I am working with sequence data and want to determine the enrichment of flanking nucleotides of a motif.

Let XXXX be the motif I'm interested in. I want to know if, for example, (A|XXXX) is enriched or not over the background.

To do this I took the frequency of (A|XXXX) and compared it to the frequency of A in the overall set of sequences I'm working with (in particular, I compared the frequency (A|XXXX) with the binomial distribution with p=A frequency in the overall set of sequences).

Is this approach correct?

Also let's assume I possess a background pool of sequences from which the ones I referred to above were derived (through a process of selection like a selex experiment for example). Is it imperative for me to use the background pool even in the case of conditional enrichment? My reasoning went like this:

Let us assume two datasets, a background starting dataset and a selected dataset derived from the background one. Let us also assume the motif XXXX mentioned before was indeed selected, but its flanking nucleotides were not. Now, if I am comparing the frequency of (A|XXXX) in the selected pool with the frequency of (A|XXXX) in the background pool under these conditions, I am effectively comparing freq(A) in the selected to freq(A) in the background, because flanking nucleotides did not undergo selection. Because some OTHER sequences (namely XXXX itself, but could be YYYY or WWWW) were selected, however, the nucleotide composition of the selected pool is most likely going to be different from that of the background pool. Hence, under these conditions, I would detect spurious differences in flanking nucleotide enrichment, despite no selection, whether comparing freq(A|XXXX) in the selected with freq(A) in the selected would have yielded no such confusion.

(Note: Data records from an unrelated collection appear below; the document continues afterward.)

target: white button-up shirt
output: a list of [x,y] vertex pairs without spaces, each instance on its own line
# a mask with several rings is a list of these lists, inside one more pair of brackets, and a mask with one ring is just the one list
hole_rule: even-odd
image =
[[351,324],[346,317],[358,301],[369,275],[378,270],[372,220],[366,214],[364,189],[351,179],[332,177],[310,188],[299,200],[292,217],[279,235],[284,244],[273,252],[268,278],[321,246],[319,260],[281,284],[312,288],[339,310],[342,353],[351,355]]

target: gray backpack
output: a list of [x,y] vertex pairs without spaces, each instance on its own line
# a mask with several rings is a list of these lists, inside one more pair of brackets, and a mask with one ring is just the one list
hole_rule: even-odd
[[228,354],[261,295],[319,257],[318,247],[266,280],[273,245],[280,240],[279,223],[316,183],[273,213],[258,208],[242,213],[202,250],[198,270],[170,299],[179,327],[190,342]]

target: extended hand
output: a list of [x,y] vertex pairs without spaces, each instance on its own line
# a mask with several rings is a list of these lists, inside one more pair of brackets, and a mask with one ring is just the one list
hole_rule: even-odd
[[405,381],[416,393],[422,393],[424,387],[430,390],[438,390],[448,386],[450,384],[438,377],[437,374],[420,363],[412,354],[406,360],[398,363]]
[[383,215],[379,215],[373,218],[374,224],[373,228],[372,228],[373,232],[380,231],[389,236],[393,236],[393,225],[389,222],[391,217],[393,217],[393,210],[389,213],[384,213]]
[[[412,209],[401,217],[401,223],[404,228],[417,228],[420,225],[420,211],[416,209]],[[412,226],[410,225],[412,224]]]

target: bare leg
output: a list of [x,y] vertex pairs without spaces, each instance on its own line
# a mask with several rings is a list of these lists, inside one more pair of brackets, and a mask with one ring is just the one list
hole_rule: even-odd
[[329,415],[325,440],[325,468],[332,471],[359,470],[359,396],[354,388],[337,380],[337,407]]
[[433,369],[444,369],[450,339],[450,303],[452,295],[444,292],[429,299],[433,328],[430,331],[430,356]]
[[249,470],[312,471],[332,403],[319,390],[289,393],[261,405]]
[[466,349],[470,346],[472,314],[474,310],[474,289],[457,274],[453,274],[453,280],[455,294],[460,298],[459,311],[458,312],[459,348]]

I think I understand what you are getting at but there are a few phrases that I am not sure I totally understand. I went ahead and provided an answer, hoping my interpretation was correct.

The part I am unsure of is:

...because some OTHER sequences were selected, however, the nucleotide composition of the selected pool is most likely going to be different from that of the background pool...

here it would be helpful to know exactly what you mean by "OTHER sequences"

I think that what you mean is something like, you constructed the "selected dataset" by choosing segments that have the motif XXXX PLUS some other motif, and you are worried that the motif is co-incident with the A in AXXXX.

To me this seems like something you can test.

Let us call the other motif YYYY. Could you not first determine whether the frequency of A | (XXXX) differs from the frequency of A | (XXXX and YYYY) ? If it does, I think you could potentially still generate valid test statistics by controlling for this, one you know the degree of covariation, if there is any.

If there is no difference between the frequency of A based on the presence or absence of YYYY, the "OTHER" motif, then I would be comfortable assuming that at least that one aspect of the selection process did not inflate the test statistic...

I hope that helps. This was interesting to think about. I think you are doing a great job of looking for potential issues... wish everyone did that.